New Tech Drives $11,000 Set Landing Later This Year

The good news? Toshiba has jumped into the deep end of 3D TV technology, announcing a 55-inch LCD screen that uses face-tracking to deliver a 3D picture based on the position of viewers in the room – no glasses required. The bad news? When it comes out later this year, it'll run €7,999 (or about $11,400). So far the announcement seems to be official only for Germany, but it seems likely that other territories will be included in the roll-out.
According to a German-language press release issued by Toshiba yesterday, on the eve of the IFA trade show in Berlin, the 55ZL2G set has a screen resolution of 3840×2160 pixels, which Toshiba is calling “Quad Full HD” because it provides four times the pixel resolution of 1920×1080 HD. That resolution is important, presumably, to maintain picture quality when different images are being presented to several different positions throughout a given viewing room.

Toshiba says miniature lenses mounted on the display’s front (it doesn’t specify how many) are used to direct appropriate images to the left and right eyes of up to nine viewers at different positions in the room, as detected by an integrated camera. The image is driven by a new processing system called CEVO-ENGINE, which calculates the appropriate 3D perspectives and also upconverts flat HD content to the screen’s native resolution, which approaches 4K. But Toshiba did not specify the screen’s refresh rate, and it’s not clear how much the resolution of each of the individual images that make up the multiple 3D perspectives may be compromised.

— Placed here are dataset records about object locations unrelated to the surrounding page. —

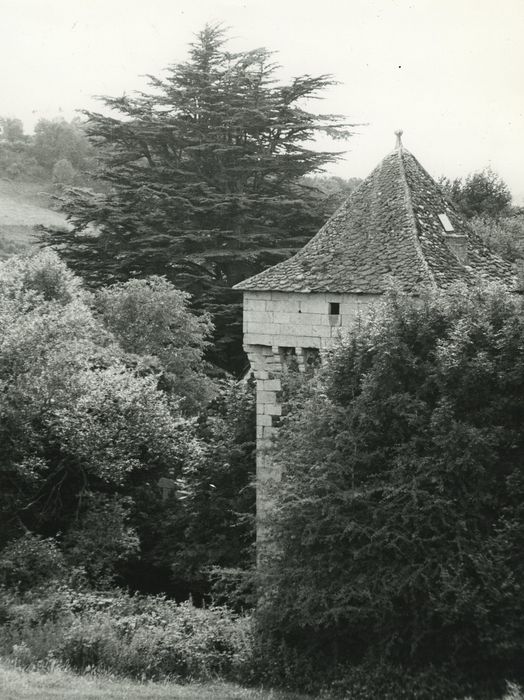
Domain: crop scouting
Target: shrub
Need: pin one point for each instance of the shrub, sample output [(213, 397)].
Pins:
[(142, 637), (30, 561)]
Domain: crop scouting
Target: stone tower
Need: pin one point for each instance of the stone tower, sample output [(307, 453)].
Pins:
[(396, 226)]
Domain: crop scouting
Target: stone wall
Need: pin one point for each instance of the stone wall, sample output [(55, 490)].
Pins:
[(276, 326)]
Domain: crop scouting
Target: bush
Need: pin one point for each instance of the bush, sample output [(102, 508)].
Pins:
[(141, 637), (30, 561)]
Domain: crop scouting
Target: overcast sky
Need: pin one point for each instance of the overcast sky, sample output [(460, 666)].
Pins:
[(450, 73)]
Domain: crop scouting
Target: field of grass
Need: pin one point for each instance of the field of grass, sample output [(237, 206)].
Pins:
[(23, 206), (16, 684)]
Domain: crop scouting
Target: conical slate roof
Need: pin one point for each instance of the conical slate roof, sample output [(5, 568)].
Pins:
[(396, 224)]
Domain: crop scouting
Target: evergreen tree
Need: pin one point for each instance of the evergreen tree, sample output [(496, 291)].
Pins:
[(203, 180), (399, 518)]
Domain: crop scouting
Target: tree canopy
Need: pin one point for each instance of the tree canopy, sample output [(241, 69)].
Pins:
[(399, 521), (481, 194), (204, 179)]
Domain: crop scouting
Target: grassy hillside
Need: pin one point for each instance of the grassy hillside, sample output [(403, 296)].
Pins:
[(23, 206), (16, 684)]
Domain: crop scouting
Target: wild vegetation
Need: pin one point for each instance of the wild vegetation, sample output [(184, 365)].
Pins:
[(127, 452), (203, 181)]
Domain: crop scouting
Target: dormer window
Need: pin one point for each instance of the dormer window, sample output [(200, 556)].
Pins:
[(446, 223)]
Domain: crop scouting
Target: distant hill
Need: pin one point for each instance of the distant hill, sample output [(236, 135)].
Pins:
[(23, 206)]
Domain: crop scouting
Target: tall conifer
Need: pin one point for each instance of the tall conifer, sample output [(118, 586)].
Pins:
[(202, 180)]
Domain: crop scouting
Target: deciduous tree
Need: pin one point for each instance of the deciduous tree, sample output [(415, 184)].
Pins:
[(204, 180)]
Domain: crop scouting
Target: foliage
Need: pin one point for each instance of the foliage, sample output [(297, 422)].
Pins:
[(151, 319), (31, 561), (203, 179), (63, 172), (58, 150), (482, 194), (17, 160), (57, 140), (504, 235), (207, 522), (141, 637), (79, 427), (399, 522)]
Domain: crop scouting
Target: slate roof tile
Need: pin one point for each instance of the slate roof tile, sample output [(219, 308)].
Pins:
[(389, 227)]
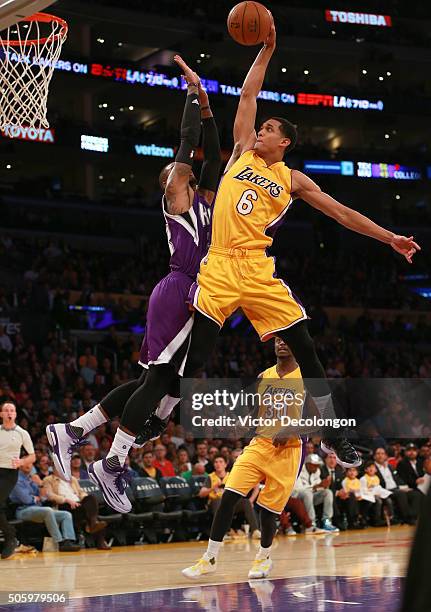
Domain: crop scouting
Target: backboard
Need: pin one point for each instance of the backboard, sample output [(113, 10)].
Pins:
[(12, 11)]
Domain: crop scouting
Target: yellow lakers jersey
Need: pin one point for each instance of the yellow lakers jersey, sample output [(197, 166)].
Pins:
[(251, 201), (280, 397)]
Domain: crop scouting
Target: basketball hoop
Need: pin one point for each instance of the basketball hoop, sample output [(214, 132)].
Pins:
[(29, 52)]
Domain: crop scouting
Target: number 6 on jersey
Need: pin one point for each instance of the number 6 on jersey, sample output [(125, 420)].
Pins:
[(245, 204)]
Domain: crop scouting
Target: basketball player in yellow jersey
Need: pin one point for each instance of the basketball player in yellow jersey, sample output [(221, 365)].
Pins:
[(270, 457), (254, 195)]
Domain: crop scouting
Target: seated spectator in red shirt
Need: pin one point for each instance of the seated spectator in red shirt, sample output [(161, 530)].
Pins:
[(43, 467), (164, 465), (395, 455)]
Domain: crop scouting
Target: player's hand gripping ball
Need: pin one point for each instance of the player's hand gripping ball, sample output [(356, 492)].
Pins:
[(249, 23)]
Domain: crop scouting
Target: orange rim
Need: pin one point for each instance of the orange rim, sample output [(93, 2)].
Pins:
[(43, 18)]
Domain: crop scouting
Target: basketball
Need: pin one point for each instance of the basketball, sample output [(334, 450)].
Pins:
[(249, 23)]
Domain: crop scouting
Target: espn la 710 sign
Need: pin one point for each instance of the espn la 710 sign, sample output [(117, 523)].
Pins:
[(383, 21)]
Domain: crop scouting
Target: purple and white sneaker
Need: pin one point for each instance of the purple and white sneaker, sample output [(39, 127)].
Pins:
[(63, 442), (113, 484)]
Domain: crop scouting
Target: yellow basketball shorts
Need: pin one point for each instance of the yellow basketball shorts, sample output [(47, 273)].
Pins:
[(240, 278), (262, 461)]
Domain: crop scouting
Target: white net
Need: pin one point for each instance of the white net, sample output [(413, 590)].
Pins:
[(29, 51)]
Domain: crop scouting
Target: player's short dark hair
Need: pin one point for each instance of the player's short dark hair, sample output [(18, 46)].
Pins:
[(164, 175), (219, 456), (289, 131)]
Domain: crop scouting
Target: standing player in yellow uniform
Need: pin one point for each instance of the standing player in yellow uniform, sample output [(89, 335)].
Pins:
[(269, 457), (253, 197)]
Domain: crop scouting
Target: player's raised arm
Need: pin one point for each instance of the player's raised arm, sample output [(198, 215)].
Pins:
[(306, 189), (243, 129), (178, 193), (211, 146)]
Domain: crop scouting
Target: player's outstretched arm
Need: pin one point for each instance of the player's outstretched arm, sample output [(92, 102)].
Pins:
[(243, 129), (178, 193), (210, 172), (306, 189)]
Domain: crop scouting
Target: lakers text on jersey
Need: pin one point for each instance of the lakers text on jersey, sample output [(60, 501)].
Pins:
[(261, 461), (250, 205)]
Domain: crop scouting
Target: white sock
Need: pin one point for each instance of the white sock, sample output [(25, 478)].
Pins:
[(212, 550), (325, 406), (167, 404), (90, 420), (120, 446), (263, 553)]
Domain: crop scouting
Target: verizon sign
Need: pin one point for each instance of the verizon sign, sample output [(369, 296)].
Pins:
[(29, 133), (383, 21)]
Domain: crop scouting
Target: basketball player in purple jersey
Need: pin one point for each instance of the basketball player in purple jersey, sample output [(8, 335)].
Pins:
[(187, 211)]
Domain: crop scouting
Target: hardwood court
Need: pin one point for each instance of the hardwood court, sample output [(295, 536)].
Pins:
[(325, 573)]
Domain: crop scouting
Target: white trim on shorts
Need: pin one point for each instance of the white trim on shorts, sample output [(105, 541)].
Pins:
[(304, 314), (269, 509), (195, 305), (193, 231), (235, 491), (280, 216), (173, 346)]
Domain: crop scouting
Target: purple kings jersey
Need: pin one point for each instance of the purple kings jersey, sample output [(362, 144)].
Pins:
[(189, 236)]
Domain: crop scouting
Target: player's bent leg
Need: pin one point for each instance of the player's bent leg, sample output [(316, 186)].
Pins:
[(262, 563), (203, 341), (207, 564), (113, 403), (65, 438), (158, 421), (302, 346), (144, 400)]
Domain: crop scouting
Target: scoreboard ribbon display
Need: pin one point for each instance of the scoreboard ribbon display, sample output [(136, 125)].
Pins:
[(383, 21), (364, 169), (388, 171)]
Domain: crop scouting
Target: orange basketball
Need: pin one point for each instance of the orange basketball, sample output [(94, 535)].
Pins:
[(249, 23)]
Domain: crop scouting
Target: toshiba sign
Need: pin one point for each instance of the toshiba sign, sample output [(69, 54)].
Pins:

Lots of news reports on the web are covering the announcement, but there don’t seem to be as many eyewitness reports of how well the technology works. (A reporter at pcmag.com claims to be unimpressed, calling her experience viewing the TV on the show floor “pretty underwhelming.”) Keep an eye out for more of those – if 3D is destined to become a mainstream phenomenon in the living room, this is our first good look at the technology that will make it happen.